Quantification of gas phase hydrogen peroxide and methyl peroxide in ambient air: Using atmospheric pressure chemical ionization mass spectrometry with O 2 − , and O 2 − (CO 2 ) reagent ions

Abstract Instrumentation and ion chemistry are described for the measurement of hydrogen peroxide (H 2 O 2 ) and methyl peroxide (CH 3 OOH) in ambient air by chemical ionization mass spectrometry (CIMS). A CIMS, designed and certified for aircraft deployment, was used in this work. The reagent gas was ultrapure air containing 400 ppm CO 2 . The resultant reagent ions, O 2 − and O 2 − (CO 2 ), form cluster ions with CH 3 OOH and H 2 O 2 , respectively, and are monitored at 80  m / z [O 2 − (CH 3 OOH)] and 110  m / z [O 2 − (CO 2 )(H 2 O 2 )]. The CIMS instrument was periodically calibrated using gas-phase standards generated from aqueous solutions. A Carulite-200 ® catalyst was used to remove peroxides from ambient air to blank the system to account for variations in the ambient air matrix. H 2 O 2 also forms a stable cluster ion with O 2 − though its calibration behavior was more complex than that for O 2 − (CO 2 ) in ambient air.
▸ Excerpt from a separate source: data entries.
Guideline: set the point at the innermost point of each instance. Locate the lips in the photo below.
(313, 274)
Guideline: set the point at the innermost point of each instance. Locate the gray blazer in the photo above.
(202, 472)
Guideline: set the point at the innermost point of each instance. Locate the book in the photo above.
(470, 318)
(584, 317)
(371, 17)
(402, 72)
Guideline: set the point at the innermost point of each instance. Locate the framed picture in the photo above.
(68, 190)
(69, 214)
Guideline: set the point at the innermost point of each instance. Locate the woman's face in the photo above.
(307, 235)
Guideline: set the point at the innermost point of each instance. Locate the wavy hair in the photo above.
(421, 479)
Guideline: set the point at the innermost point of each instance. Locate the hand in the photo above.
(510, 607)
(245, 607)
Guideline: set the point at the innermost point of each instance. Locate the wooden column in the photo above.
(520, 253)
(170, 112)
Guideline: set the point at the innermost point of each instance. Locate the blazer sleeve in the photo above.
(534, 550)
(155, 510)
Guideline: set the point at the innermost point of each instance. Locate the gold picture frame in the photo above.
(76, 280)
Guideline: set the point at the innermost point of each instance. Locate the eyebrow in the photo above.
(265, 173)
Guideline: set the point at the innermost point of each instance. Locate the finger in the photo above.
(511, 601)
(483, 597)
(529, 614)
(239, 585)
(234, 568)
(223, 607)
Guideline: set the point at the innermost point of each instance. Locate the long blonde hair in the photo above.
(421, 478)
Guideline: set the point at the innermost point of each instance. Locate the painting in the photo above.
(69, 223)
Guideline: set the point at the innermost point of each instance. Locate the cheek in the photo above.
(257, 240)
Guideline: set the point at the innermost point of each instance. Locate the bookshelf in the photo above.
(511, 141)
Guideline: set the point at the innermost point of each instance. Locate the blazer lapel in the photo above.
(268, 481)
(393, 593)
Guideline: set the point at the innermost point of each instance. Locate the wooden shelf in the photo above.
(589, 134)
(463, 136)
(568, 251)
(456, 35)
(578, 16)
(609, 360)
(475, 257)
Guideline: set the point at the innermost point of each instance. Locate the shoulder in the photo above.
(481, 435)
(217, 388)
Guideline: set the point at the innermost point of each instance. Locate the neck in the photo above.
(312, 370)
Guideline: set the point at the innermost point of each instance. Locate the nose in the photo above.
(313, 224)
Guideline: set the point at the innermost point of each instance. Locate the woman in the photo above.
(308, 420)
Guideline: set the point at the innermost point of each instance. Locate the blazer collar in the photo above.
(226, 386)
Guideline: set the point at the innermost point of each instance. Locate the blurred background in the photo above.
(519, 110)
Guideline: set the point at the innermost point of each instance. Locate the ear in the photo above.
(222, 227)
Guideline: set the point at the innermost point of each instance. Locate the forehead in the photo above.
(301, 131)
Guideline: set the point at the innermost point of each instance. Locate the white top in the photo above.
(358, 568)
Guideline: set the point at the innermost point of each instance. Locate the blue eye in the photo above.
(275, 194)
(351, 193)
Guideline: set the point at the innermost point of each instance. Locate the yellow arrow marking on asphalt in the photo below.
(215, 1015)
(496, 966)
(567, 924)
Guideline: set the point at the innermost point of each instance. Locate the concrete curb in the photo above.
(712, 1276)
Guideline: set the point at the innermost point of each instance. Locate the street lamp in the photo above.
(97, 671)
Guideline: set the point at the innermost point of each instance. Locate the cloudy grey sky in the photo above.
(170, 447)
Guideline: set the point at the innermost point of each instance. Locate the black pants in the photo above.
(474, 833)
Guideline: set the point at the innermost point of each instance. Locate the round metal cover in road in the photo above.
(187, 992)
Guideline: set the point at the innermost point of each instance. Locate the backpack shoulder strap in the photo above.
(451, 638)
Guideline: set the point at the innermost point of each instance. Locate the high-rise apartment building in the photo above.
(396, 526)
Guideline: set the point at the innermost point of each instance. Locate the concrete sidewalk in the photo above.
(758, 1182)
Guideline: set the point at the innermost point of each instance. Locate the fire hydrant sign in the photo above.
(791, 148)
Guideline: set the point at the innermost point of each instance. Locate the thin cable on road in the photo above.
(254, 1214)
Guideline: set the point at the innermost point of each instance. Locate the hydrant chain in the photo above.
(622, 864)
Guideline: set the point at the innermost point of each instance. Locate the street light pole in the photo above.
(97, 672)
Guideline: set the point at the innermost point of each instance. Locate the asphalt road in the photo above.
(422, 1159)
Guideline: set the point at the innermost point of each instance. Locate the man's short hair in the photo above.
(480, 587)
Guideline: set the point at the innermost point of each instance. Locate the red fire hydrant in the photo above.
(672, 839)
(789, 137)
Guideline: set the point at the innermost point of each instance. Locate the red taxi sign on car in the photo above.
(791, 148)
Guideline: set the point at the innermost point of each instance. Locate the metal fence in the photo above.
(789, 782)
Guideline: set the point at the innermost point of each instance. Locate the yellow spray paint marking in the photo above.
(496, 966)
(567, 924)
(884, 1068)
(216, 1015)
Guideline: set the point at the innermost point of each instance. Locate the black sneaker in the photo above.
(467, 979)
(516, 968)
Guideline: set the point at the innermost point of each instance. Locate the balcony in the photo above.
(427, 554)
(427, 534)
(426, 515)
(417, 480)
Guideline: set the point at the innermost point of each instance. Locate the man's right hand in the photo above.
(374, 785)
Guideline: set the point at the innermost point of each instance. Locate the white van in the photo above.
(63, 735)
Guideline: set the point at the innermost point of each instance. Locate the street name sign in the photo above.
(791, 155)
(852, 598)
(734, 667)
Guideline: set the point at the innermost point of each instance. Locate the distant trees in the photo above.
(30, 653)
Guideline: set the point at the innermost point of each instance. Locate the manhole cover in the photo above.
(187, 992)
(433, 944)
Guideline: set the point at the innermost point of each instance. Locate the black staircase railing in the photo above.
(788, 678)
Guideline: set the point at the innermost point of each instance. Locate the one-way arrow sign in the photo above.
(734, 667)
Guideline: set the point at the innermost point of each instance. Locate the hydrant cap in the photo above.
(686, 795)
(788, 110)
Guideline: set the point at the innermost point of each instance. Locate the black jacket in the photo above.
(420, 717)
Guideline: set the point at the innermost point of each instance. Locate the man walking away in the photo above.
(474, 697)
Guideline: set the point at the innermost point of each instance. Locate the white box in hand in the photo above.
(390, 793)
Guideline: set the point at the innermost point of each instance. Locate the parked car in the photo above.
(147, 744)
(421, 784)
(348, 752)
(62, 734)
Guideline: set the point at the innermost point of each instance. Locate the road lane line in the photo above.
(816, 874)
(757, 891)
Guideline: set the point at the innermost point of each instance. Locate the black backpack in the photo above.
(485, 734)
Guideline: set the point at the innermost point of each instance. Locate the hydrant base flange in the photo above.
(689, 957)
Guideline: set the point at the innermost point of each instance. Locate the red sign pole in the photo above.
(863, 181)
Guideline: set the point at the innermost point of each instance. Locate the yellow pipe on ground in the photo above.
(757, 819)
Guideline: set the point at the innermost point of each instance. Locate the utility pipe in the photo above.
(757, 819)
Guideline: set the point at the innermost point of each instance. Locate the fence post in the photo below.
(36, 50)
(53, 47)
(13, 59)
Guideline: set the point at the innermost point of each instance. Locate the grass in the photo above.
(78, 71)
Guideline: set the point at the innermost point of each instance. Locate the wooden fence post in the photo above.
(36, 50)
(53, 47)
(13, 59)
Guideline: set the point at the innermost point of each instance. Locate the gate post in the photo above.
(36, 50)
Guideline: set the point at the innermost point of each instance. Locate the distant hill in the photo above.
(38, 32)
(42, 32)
The instrument was deployed on the National Center for Atmospheric Research Gulfstream-V aircraft. Representative measurements from the May-June 2012 Deep Convective Clouds and Chemistry experiment spanning altitudes between 0 and 13 km over the south-central midwest and southeastern United States are shown. Laboratory experiments, airborne experiments and theoretical molecular modeling approaches were utilized to identify and select reagent ions and to understand the ion-molecule reactions for the formation of peroxide-ion clusters in the ambient air matrix under tropospheric conditions. The analytical viability of a particular ion-molecule adduct was supported by ab-initio molecular orbital calculations.